此の事は治安の上から当然であつて、深く言ふほどのことも無いのであるが、ただ此処には如何に此の種の犯罪に就いて幕府が苦心したが、その一端を述ベるにとどめることとする。然し新編追加を見るとこれに関する禁令が夥しきまで載せてあるが、今はその中の主なるものを挙げて、多少の私見を加へることとした。但し条文の終りに附した数字は、新編追加の番号である。
売買の為に、其業を専らにする輩は、盗賊に准じて其沙汰あるベし。向後この法を守りて、施行せらるベし云々(日本古代法典本百二十二)。
件の輩、本条に任せ断罪さるベし。且つ人商人は、鎌倉中並に諸国の市間に、多く以て之あり、自今以後は、鎌倉は奉行人に仰せ、交名の注申に随ひ追放せらるベく、諸国に至つては、守護人に仰せて科断せしむべし(百二十四)
件の族、本条に任せ罪科に処すベきなり。而して鎌倉中並に諸国の市塵の間に、多く此業を専らする輩あり。諸国に至つては守護地頭等に仰せ、慥に断罪すべし。

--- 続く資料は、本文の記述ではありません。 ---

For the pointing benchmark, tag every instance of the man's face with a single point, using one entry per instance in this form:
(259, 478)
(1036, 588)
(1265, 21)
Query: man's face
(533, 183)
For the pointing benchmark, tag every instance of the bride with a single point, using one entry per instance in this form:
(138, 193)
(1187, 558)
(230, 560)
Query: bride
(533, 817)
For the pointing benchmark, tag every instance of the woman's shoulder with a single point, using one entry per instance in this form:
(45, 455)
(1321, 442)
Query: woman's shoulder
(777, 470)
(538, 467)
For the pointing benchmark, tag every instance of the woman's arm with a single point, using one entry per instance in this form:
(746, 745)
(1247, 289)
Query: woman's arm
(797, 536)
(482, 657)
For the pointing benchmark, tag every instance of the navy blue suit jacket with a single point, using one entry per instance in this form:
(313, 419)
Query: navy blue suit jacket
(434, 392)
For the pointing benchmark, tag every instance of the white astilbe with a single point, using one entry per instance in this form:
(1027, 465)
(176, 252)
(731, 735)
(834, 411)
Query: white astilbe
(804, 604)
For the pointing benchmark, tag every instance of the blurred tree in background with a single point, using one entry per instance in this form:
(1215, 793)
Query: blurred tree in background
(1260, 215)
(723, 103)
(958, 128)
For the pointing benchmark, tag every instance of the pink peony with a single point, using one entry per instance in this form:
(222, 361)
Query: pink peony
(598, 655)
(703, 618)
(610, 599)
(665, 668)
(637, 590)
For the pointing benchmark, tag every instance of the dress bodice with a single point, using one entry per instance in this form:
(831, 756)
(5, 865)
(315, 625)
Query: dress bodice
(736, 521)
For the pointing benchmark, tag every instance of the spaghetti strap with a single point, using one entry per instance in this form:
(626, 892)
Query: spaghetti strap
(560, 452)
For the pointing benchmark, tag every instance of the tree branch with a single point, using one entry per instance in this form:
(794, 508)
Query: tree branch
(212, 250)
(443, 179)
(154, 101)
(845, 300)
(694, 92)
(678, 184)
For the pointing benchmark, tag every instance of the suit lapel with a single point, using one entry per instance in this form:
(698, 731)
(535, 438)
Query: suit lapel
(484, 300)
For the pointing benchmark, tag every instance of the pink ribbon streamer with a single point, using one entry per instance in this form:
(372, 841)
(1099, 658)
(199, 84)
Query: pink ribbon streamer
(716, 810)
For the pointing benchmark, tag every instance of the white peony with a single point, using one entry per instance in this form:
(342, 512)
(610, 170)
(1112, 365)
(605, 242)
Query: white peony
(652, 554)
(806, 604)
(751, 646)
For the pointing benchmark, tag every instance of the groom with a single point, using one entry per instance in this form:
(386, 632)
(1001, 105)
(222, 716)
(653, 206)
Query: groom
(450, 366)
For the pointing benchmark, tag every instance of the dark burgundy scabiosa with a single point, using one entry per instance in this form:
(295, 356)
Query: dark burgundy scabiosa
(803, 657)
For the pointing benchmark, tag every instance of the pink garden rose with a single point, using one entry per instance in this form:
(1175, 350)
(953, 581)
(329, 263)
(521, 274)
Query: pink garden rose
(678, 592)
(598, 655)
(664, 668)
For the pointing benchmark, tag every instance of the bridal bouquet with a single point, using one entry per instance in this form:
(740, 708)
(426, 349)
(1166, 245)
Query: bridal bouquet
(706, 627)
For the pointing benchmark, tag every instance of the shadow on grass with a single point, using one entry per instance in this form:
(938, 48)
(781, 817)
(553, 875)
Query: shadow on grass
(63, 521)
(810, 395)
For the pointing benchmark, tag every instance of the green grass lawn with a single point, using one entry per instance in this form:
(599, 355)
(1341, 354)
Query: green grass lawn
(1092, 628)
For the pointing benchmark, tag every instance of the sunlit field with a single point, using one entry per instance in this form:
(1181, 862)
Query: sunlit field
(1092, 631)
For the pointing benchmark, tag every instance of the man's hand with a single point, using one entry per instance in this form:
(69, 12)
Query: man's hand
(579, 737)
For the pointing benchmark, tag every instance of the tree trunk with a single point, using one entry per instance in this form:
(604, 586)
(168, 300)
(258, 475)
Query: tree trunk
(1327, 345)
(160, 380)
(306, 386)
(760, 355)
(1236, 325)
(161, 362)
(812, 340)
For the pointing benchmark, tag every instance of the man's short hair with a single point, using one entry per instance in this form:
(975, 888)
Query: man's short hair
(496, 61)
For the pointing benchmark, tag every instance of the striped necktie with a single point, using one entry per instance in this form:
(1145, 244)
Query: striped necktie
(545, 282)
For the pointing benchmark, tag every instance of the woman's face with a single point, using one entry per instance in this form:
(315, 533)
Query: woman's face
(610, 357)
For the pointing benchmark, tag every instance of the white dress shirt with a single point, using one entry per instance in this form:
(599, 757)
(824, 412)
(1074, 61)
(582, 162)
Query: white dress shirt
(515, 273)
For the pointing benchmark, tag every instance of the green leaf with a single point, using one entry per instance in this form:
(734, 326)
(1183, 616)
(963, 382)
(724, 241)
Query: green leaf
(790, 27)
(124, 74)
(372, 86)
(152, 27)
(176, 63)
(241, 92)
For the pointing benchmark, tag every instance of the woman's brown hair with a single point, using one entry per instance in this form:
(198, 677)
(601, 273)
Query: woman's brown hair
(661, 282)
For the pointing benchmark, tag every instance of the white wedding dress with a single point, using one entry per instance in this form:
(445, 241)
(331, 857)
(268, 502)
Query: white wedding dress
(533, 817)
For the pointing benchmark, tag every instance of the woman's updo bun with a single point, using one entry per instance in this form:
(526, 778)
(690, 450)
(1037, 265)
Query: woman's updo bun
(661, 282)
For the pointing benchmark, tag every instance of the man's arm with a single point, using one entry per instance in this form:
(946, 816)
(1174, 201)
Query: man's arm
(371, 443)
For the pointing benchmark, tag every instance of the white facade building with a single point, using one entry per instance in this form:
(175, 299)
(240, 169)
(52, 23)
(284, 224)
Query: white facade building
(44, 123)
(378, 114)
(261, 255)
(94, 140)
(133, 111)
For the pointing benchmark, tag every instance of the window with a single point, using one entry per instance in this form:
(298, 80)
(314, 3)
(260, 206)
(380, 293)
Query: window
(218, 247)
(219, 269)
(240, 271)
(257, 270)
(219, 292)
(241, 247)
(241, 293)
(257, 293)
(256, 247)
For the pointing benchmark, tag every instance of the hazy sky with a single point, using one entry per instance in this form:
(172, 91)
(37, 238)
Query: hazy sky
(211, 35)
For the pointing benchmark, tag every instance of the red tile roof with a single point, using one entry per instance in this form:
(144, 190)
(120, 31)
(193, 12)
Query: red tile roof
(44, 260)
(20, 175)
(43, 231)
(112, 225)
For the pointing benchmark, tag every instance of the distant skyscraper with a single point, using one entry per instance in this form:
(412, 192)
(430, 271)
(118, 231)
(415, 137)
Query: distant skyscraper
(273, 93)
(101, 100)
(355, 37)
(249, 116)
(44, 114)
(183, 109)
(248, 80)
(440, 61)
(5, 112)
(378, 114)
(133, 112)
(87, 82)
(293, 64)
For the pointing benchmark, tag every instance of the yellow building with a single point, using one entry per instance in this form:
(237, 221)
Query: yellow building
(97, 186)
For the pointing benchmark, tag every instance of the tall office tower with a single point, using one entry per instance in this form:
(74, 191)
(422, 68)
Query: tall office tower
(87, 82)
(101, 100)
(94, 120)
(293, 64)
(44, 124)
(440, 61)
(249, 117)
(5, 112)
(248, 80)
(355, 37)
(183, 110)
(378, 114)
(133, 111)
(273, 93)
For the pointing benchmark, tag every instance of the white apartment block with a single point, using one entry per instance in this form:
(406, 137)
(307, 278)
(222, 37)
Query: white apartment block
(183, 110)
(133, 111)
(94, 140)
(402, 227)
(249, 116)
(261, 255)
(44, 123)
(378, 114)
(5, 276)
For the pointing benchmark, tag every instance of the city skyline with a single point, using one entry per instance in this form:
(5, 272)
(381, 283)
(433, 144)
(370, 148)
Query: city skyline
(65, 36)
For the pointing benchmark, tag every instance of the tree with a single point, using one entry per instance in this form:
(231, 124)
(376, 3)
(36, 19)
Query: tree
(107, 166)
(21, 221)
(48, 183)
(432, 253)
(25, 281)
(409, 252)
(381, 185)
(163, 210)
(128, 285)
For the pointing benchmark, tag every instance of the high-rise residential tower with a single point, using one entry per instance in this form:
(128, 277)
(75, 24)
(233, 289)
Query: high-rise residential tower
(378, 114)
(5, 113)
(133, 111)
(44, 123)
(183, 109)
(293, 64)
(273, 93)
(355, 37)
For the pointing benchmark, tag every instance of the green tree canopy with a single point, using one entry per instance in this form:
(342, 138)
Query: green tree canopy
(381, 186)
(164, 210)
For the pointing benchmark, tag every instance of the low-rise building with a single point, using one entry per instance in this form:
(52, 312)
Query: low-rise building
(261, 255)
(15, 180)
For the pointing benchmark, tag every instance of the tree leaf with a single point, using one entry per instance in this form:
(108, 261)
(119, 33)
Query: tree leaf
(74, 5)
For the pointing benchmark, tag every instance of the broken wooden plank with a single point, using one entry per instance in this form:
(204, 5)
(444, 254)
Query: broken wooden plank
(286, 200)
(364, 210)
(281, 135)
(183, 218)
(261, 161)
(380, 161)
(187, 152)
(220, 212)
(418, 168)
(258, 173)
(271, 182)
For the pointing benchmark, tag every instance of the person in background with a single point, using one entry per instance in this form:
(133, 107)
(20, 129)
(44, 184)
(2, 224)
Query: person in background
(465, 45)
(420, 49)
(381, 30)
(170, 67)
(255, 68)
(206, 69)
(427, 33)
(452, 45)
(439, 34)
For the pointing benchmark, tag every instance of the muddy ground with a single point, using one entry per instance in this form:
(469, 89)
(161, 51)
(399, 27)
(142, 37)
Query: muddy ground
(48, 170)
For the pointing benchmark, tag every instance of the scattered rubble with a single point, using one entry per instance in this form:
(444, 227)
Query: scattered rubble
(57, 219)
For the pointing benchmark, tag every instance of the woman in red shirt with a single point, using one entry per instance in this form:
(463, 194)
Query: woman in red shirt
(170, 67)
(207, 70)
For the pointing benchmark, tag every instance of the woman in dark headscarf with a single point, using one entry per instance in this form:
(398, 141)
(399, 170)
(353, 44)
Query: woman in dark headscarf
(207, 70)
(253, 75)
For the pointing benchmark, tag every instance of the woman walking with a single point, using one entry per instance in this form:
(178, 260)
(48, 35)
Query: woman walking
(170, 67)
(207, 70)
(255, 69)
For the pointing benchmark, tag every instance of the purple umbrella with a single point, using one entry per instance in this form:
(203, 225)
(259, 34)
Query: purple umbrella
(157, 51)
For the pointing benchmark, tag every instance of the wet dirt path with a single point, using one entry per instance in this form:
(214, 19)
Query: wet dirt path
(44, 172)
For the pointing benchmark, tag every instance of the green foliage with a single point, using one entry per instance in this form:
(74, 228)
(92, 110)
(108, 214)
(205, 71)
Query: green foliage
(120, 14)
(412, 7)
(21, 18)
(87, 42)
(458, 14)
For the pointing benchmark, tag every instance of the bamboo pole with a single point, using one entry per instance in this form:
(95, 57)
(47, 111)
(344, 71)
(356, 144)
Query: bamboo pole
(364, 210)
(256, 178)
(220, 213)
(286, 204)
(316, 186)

鎌倉中に於ては火印を其面に捺すベし(百二十七)。
斯く幕府は勾引人を盗賊に准じて罰し、且つ面上に火印を捺すまでの刑を科したのであるが、その成績は思ふに任せぬ事が多かつた。猶当時の規定に由れば親子兄弟等の間に於いては、勾引罪は成立せぬことになつてゐた。